SPEの2026年Q1の営業利益は前年同期比22%減の415億円(約2億6400万ドル)にとどまった。劇場興行では、オリジナルアニメ映画「Goat」が1億9200万ドルの世界興行収入を記録したが、ホラー映画「28 Years Later: The Bone Temple」は5850万ドルにとどまり、前年の同シリーズの半分以下の成績に終わった。

SPEが大規模リストラを発表

ソニーは今年3月、SPEの大規模な再編を発表した。

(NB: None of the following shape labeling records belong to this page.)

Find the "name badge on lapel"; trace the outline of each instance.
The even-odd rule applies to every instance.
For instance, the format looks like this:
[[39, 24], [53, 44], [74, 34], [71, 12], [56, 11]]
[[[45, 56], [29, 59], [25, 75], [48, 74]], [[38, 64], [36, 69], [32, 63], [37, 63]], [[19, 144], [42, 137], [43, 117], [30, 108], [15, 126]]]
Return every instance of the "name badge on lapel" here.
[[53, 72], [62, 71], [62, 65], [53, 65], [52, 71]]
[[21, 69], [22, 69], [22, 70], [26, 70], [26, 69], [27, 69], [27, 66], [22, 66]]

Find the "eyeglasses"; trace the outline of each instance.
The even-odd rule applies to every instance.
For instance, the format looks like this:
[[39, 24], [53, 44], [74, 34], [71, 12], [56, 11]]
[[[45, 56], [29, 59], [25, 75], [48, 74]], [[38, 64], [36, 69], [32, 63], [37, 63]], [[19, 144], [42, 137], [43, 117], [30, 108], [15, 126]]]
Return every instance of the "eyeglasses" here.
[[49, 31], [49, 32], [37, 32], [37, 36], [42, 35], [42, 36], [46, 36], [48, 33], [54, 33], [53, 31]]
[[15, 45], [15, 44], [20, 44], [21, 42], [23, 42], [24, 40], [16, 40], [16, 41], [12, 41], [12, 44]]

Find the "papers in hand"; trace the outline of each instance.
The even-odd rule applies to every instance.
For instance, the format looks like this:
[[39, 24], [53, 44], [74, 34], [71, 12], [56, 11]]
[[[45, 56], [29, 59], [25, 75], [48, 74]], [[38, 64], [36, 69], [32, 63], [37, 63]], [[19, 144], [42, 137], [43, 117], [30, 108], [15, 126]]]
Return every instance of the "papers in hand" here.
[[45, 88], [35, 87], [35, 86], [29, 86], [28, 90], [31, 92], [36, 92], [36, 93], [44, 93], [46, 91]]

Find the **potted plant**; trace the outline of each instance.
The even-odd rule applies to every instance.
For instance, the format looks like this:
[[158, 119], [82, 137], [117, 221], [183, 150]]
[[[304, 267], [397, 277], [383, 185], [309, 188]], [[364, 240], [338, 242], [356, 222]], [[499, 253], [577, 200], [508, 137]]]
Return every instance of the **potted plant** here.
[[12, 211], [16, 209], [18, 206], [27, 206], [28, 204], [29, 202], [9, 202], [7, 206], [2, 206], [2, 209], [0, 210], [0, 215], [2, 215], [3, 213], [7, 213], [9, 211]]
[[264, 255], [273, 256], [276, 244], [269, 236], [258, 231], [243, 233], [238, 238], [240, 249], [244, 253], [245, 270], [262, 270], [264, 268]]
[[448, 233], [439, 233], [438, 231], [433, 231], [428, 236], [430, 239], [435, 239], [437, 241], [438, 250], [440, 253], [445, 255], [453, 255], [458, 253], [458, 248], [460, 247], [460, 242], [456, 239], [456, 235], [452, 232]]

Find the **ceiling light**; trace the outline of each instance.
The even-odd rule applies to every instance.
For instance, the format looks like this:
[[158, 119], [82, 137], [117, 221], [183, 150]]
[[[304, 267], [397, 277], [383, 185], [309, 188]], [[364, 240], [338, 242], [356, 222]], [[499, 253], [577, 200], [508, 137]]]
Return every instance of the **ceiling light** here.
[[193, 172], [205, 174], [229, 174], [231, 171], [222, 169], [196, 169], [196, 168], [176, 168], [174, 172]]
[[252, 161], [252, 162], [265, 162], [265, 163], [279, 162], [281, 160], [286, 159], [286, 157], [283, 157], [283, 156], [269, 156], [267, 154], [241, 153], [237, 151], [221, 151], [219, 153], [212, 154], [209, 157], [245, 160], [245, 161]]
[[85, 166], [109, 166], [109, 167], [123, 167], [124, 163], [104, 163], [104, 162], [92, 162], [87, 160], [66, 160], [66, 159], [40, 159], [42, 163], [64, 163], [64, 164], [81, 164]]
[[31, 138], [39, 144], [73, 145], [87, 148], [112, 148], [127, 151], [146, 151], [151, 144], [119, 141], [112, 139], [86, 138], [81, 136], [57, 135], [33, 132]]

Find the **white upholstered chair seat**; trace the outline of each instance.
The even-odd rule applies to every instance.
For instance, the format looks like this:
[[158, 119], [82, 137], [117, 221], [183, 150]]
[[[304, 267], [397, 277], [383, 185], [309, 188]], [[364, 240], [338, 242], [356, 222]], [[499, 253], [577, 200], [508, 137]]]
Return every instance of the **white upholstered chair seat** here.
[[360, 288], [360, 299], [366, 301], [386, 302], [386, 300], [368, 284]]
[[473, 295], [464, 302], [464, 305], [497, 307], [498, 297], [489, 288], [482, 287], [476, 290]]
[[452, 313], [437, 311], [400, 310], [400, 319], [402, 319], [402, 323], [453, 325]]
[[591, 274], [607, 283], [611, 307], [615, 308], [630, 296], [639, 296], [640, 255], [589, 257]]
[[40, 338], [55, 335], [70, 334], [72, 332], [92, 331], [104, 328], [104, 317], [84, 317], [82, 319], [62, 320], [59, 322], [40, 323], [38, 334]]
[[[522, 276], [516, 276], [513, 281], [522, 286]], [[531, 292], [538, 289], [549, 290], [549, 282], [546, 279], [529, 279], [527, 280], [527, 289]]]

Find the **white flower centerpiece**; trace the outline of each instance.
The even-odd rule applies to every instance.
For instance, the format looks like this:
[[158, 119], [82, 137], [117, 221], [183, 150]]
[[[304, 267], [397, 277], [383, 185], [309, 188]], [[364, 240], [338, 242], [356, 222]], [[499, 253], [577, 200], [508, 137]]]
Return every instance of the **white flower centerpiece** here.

今後はPlayStationゲームの映画化や、アニメ部門のCrunchyroll、ゲーム番組部門(長寿番組「ジェパディ!」や「ホイール・オブ・フォーチュン」を含む)を中心に事業を再構築する方針だ。この再編により、数百人の従業員が削減される見込みとなっている。

音楽部門は好調も、ゲーム部門は減収

同社の音楽部門は、この四半期に大幅な利益成長を記録した。しかし、ゲーム部門は前年同期比で大幅に減収しており、全体の利益を押し下げる要因となった。

ソニーは今後、成長が見込まれるIP(知的財産)に経営資源を集中させる方針を打ち出しており、特にPlayStationやCrunchyroll、ゲーム番組などの分野での展開を強化する見通しだ。